The initial 30-40 days of 2019 has a much higher number of cases than 2020. The potential factors,
which require additional analysis, are the provision of Garden Waste via GOSS, and winter weather.

In [17]:
fig = go.Figure()
fig.add_trace(go.Scatter(x=df1['day'],
                         y=df1['7-day Avg'],
                         mode='lines',
                         name='2019'))
fig.add_trace(go.Scatter(x=df2['day'],
                         y=df2['7-day Avg'],
                         mode='lines',
                         name='2020'))

fig.update_layout(title='Number of cases - 2019 and 2020 Comparison (7-day Rolling Avg)',
                  xaxis_title='Day: 01 January to 31 August',
                  yaxis_title='No. of cases submitted')

fig.show()

### Top Case Types

This section highlights the differences in the cases request during the two periods.

To simplify the visualisation, classifications are only included where there has been a total of 350 or more cases  have been
reported.

In [31]:
# Prepare the data for visualisation
# Melt dataset
cases_a = pd.melt(df3, id_vars='CREATED_DT', var_name='CaseType', value_name='CountCase')
cases_b = pd.melt(df4, id_vars='CREATED_DT', var_name='CaseType', value_name='CountCase')

The chart below shows the case types being reported by day from 1st March 2020 to 31st August 2020.

In [33]:
# Year A
fig3 = px.line(cases_a, x='CREATED_DT', y='CountCase', color='CaseType')
fig3.update_layout(title='Case Types Submitted - 2020',
                   xaxis_title='March 1 2020 to 29 August 2020',
                   yaxis_title='No.
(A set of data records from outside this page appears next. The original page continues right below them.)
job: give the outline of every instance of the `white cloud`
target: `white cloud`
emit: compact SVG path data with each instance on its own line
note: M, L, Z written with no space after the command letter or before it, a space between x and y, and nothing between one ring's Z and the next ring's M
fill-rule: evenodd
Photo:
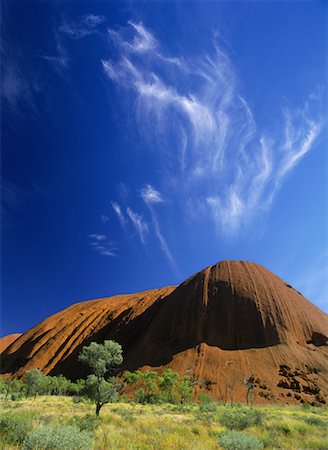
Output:
M60 33L55 33L56 40L56 53L53 55L40 54L39 58L48 61L53 68L60 74L63 75L64 72L69 68L70 58L68 53L62 43Z
M146 53L154 50L157 47L157 41L141 22L128 22L130 30L134 32L132 40L124 39L123 34L130 30L112 30L108 29L110 39L117 45L124 49L127 53Z
M171 253L171 251L169 249L169 246L168 246L168 244L166 242L166 239L164 238L164 236L163 236L163 234L161 232L157 216L156 216L153 208L150 206L150 204L148 204L148 205L150 207L150 212L151 212L151 216L152 216L152 223L153 223L153 226L154 226L154 231L155 231L156 237L157 237L157 239L158 239L158 241L160 243L161 249L164 252L164 255L165 255L166 259L168 260L169 264L171 265L172 269L179 276L180 274L179 274L179 270L177 268L177 264L176 264L175 259L174 259L173 255L172 255L172 253Z
M285 107L278 126L260 129L217 42L212 54L189 60L165 54L143 24L129 22L109 35L119 57L102 61L104 72L132 96L139 131L160 152L161 190L170 180L180 205L193 204L219 230L237 234L270 208L287 174L313 148L322 127L311 112L318 100L312 95L303 106ZM162 199L150 188L141 192L148 205Z
M152 218L152 225L154 228L155 235L160 243L160 247L162 251L164 252L165 257L167 258L168 262L170 263L171 267L175 271L176 274L178 274L178 269L176 262L173 258L173 255L169 249L169 246L166 242L166 239L163 236L163 233L161 231L157 215L155 213L155 210L153 208L153 205L156 203L162 203L164 200L162 198L162 195L159 191L157 191L153 186L150 184L147 184L144 186L140 191L141 197L145 204L148 206L151 218Z
M148 231L148 224L144 221L143 217L140 214L134 212L130 207L126 208L126 214L130 218L132 225L137 231L141 243L145 244L145 234Z
M153 50L157 46L156 39L148 30L146 30L141 22L133 23L129 21L129 24L135 29L136 34L132 43L126 42L128 50L136 53L144 53Z
M89 28L94 28L101 23L105 22L104 16L97 16L95 14L87 14L86 16L83 16L82 22Z
M116 202L111 202L111 205L112 205L112 208L113 208L113 210L115 211L115 213L116 213L116 215L118 217L118 220L120 221L120 224L122 226L124 226L126 224L126 218L124 217L124 214L122 212L122 209L121 209L120 205L118 203L116 203Z
M116 247L104 234L89 234L89 245L103 256L116 256Z
M87 14L75 21L64 20L59 31L73 39L83 39L90 34L98 33L97 27L104 21L103 16Z
M141 197L143 201L147 204L151 203L161 203L163 202L163 198L161 194L156 191L150 184L147 184L140 191Z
Cases Submitted')
fig3.show()

In comparison, the below chart shows the 2019 case types reported by day from 1st March 2019 to 30 August 2020.

In [41]:
fig4 = px.line(cases_b, x='CREATED_DT', y='CountCase', color='CaseType')
fig4.update_layout(title='Case Types Submitted - 2019',
                   xaxis_title='March 1 2019 to 30 August 2020',
                   yaxis_title='No. Cases Submitted')
fig4.show()